Leçons d’un semestre pas comme les autres

Les étudiants de l’année 2019/2020 viennent de clôturer une année académique à nulle autre pareille. Quel bilan tirer de cette expérience ? Comment s’est déroulée cette bascule en urgence pour les étudiants et les enseignants ? Le bilan que nous publions aujourd’hui montre un pari plutôt réussi pour la grande majorité d’entre eux. Et permet de tirer d’utiles leçons pour le semestre à venir. 

Le 16 mars, avec le début du confinement, Sciences Po fermait ses portes aux enseignants et aux étudiants, pour la première fois de son histoire. Le 23 mars, le semestre reprenait son cours intégralement à distance pour cinq semaines tout aussi historiques, clôturées par une session d’examens en ligne et un Grand oral devenu Grand écrit. Entre les deux se sont déroulés près de 70 000 cours et réunions en ligne, soit plus de 571 000 heures d’échanges et près de 7000 copies “rendues” dans l’espace numérique, qui a remplacé la table d’examen. 

Quel bilan tirer de cette expérience inédite ? L’enquête menée fin avril par l’Institut des compétences et de l’innovation* montre que le dispositif mis en place a donné satisfaction, avec 9 enseignants sur 10 et 3 étudiants sur 4 qui se disent entre “plutôt satisfaits” et “très satisfaits” de l’alternative proposée. 

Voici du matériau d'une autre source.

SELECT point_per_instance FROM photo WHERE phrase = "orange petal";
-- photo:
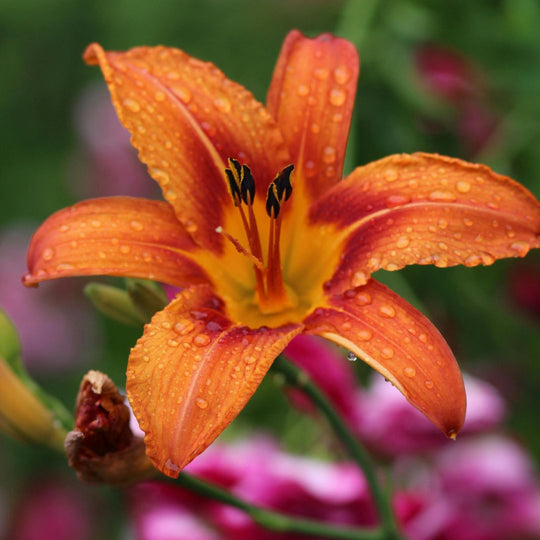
(186, 118)
(311, 97)
(115, 236)
(400, 343)
(426, 209)
(192, 372)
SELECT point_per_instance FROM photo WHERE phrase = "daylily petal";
(311, 97)
(115, 236)
(426, 209)
(400, 343)
(186, 118)
(192, 372)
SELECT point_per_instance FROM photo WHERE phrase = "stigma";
(270, 292)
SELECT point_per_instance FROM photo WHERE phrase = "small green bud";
(147, 297)
(114, 302)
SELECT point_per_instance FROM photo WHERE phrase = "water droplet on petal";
(463, 187)
(201, 340)
(201, 403)
(359, 278)
(363, 298)
(183, 327)
(442, 196)
(402, 242)
(410, 372)
(329, 154)
(342, 74)
(132, 105)
(223, 105)
(337, 97)
(387, 311)
(522, 248)
(364, 335)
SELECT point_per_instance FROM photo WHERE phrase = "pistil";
(271, 294)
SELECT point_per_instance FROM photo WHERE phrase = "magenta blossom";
(393, 427)
(480, 489)
(260, 473)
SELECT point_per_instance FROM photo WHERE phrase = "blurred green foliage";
(40, 52)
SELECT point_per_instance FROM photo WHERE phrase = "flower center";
(271, 294)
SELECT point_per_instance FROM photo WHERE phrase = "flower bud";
(114, 302)
(147, 297)
(102, 447)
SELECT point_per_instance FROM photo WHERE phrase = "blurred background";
(459, 78)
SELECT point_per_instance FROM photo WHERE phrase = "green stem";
(275, 521)
(300, 379)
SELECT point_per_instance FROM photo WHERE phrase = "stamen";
(241, 249)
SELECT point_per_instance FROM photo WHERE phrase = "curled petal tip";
(90, 54)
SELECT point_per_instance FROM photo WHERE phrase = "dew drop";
(329, 154)
(364, 335)
(387, 311)
(442, 196)
(342, 74)
(201, 403)
(359, 278)
(402, 242)
(321, 74)
(337, 97)
(363, 298)
(183, 327)
(463, 187)
(132, 105)
(183, 93)
(522, 248)
(410, 372)
(396, 200)
(223, 105)
(201, 340)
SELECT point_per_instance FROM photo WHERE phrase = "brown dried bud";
(102, 447)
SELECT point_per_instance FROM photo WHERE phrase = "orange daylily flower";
(264, 252)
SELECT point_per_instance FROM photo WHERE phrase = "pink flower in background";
(479, 489)
(257, 471)
(52, 510)
(56, 324)
(328, 368)
(107, 163)
(450, 76)
(392, 426)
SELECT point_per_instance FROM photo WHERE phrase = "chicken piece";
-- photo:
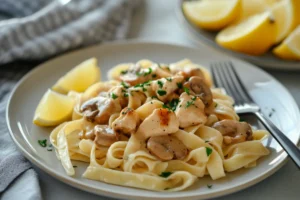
(165, 87)
(190, 72)
(167, 147)
(136, 75)
(190, 111)
(136, 99)
(104, 136)
(234, 131)
(160, 71)
(160, 122)
(90, 135)
(99, 109)
(127, 122)
(198, 87)
(118, 93)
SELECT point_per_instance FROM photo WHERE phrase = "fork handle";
(292, 150)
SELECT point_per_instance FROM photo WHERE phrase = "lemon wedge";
(53, 109)
(290, 48)
(80, 78)
(212, 14)
(253, 36)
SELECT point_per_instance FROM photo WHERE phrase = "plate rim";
(77, 184)
(201, 39)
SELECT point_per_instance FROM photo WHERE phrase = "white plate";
(268, 60)
(264, 88)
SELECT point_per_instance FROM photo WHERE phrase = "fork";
(225, 75)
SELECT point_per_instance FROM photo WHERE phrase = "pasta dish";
(156, 127)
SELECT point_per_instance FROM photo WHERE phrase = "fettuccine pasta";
(156, 127)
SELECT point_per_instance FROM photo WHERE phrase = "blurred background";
(34, 31)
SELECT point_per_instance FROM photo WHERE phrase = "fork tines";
(225, 75)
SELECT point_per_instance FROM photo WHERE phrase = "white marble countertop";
(156, 21)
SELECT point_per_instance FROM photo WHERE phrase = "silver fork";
(225, 75)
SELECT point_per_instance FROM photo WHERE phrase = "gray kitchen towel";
(43, 28)
(31, 30)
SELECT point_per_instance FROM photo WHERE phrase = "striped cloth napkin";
(32, 31)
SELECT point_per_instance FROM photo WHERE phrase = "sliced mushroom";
(234, 131)
(160, 122)
(105, 136)
(127, 122)
(190, 111)
(199, 88)
(99, 109)
(167, 147)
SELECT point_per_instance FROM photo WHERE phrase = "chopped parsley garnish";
(272, 112)
(149, 72)
(49, 148)
(114, 96)
(166, 106)
(187, 90)
(124, 72)
(139, 85)
(43, 143)
(160, 84)
(208, 151)
(165, 174)
(161, 92)
(189, 103)
(179, 85)
(169, 79)
(124, 85)
(173, 104)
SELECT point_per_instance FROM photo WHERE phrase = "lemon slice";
(80, 78)
(253, 36)
(290, 48)
(53, 109)
(212, 14)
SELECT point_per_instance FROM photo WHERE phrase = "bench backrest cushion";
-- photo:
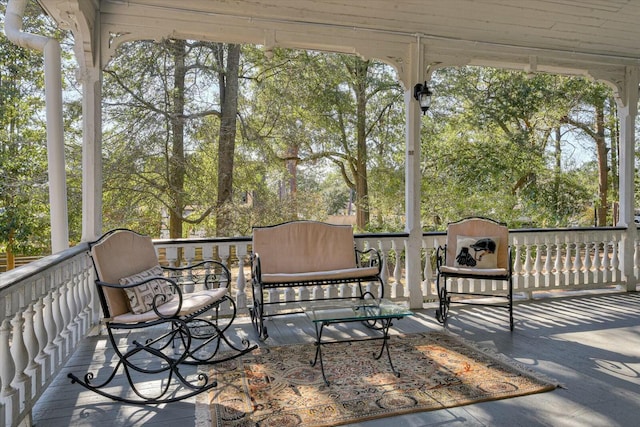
(482, 229)
(120, 255)
(304, 246)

Un espace d’innovation pour les enseignants 

Les enseignants se déclarent dans leur grande majorité plutôt satisfaits de l’attention, de l’assiduité et des interactions avec les étudiants. Ils ont largement adapté leurs enseignements, tant sur le contenu - syllabus et modalités d’évaluation - que sur les pratiques pédagogiques, avec des sessions plus courtes, des consignes plus détaillées et des ressources alternatives. Au-delà de l’outil Zoom, mis à disposition de tous, les enseignants ont énormément utilisé… l’email, mais aussi les dossiers partagés en ligne, ainsi que la plateforme Moodle. “Les enseignants ne se sont pas contentés du cours magistral : ils ont profité de cette phase pour tester différentes innovations”, observe Jean-Pierre Berthet. 

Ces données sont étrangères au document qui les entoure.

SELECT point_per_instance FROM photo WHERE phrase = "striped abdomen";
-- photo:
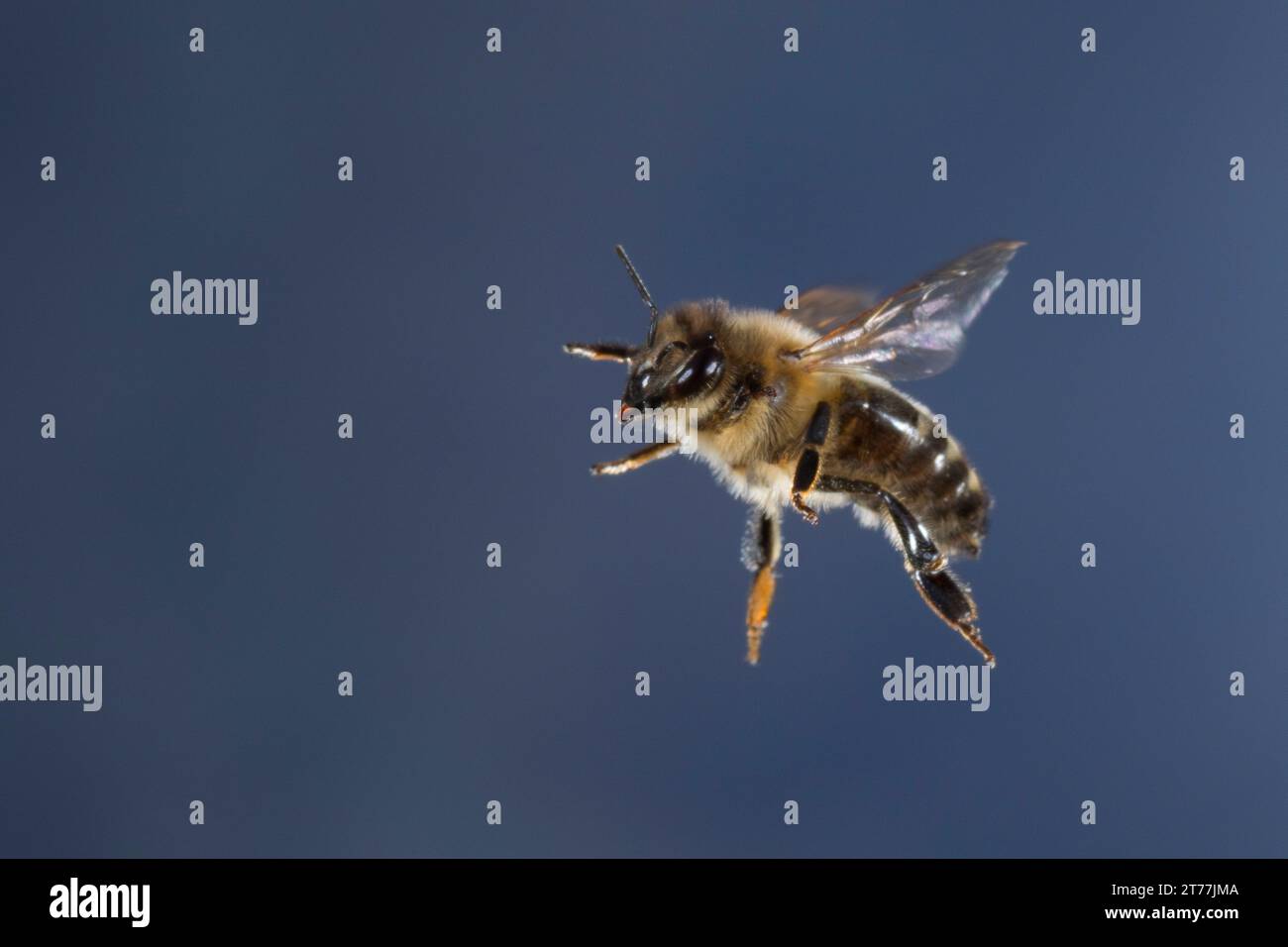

Côté étudiants, ils sont 86 % à avoir passé 4 h par jour ou moins à suivre des cours en ligne, et les ¾ d’entre eux se déclarent plutôt satisfaits à très satisfaits de l’expérience. Un dispositif bien accueilli, qui n’empêche pas les étudiants de témoigner de certaines difficultés d’apprentissage, en tête desquelles on retrouve les problèmes d’attention et de motivation. Les répondants sont également nombreux à avoir dû faire face à des difficultés d’organisation ou à un environnement peu propice au travail. 

“La solution n’est pas dans le 100% online”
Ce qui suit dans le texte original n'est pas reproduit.